By: Webster Tilton
I want you to try a difficult thought experiment. Imagine the Hunger Games movies were aimed at an adult audience and contained a few original ideas and were good. I know, it’s a stretch. But if you were to take a Young Adult (YA) premise and ditch the requirements of the YA genre that render most of it inherently awful (painfully stupid villains, child characters who are exempt from suffering, and spoon feeding us the plot), you might really have something.
And this is what we get with Alice in Borderland, on Netflix. It’s a series that earns its M rating but doesn’t overdo it and manages to stay interesting right up through the end. My verdict up front is a solid recommendation. It falls short of perfect but not by much. Binge it at your earliest convenience.
Alice in Borderland takes place in present day Tokyo. And the very first thing you should do is switch the English voice dub back over to the original Japanese and turn on the subtitles. After you do that, sit back and enjoy a wild ride that includes all of the following:
1) Genuinely surprising plot twists
2) arcs for every major character
3) several original-ish ideas (or at least ideas that I’ve never seen done exactly that way before)

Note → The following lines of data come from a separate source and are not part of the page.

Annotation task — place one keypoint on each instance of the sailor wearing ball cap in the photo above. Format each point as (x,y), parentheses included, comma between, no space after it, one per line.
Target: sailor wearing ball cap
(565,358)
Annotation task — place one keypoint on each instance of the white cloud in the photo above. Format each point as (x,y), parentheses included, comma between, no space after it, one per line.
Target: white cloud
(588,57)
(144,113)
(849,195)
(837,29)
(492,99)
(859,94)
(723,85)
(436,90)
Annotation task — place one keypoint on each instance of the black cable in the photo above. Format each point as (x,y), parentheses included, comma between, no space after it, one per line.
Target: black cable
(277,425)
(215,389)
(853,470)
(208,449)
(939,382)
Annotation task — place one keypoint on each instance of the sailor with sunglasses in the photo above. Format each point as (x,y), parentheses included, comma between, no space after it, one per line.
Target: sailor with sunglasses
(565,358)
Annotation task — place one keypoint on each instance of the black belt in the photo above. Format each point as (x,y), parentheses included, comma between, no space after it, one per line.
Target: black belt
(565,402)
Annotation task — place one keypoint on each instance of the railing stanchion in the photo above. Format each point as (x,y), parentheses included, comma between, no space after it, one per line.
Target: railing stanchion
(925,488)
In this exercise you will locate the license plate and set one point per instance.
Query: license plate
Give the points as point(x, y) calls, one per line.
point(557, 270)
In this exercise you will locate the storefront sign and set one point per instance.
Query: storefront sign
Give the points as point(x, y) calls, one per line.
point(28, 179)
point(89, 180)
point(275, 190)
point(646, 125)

4) a depressingly accurate picture of what might happen to actual humans were they to find themselves in this situation
5) an arc for the show itself, by which I mean it moves beyond its original premise and expands outward in scope while also digging into the interesting backstories of the characters
6) high production value on every level (visuals, sets, sound, CGI, etc…) and
7) good acting.
I stop short of calling it great acting and this might not be entirely fair. I understand that the source material for this show is a graphic novel; a medium not known for its characters acting like real human beings. So, for all I know, the cast might be nailing it. Or, more likely, it’s just slightly hammy acting at times. Not nearly enough to be a problem, but enough to be noticeable and drag the show back from the precipice of greatness to the plateau of ‘very good’.
The general idea is that three Tokyo slackers are blowing off adulting because they’re having a bad day and find themselves somehow in an alternate Tokyo with, apparently, nobody else but themselves in it. That changes soon as they see a massive display on a building directing them toward a ‘game’. For lack of any better ideas, they follow directions and quickly find themselves playing for their lives.
The show repeats this a few times but never to the point of killing the gimmick. You get a good amount of these ‘games’ but not so much as to get repetitive or dull. The series shifts gears into the protagonists trying to figure out how they got where they are, who is running the games, and why all of this is happening. It’s excellent storytelling. The show uses each scene for multiple purposes. There’s an injury to one of the main characters early on that makes him a liability, but rather than simply using this to generate some cheap drama it becomes a vehicle for his character arc and turns him from a not very interesting character into a really compelling one, all while moving the larger plot forward with respect to figuring out the nature of the games.
Alternate Tokyo seems to have swept up the good along with the bad so the mix of character types is colorful and keeps things fresh. The show contains more than a bit of the blunt-fisted, endlessly repetitive message of The Walking Dead, namely that humans are far crueler and nastier to each other than thew world is to them. But unlike The Walking Dead with its endlessly bleak and depressing slog where there’s never any hope and things just always get worse; Alice in Borderland occasionally shows the characters making some real progress. By the end of the season, we actually know something about why this is all happening which makes all the brutal sacrifices meaningful. And yes, I’m aware that TWD leaves the zombies deliberately unexplained because the ‘walkers’ are just an excuse to study what happens to the characters. I just happen to think that that’s bad storytelling.
I binged this thing all Christmas Eve and for several hours after I regained consciousness on what was still technically Christmas Morning. It’s a one or two session job at most, because you simply won’t want to stop.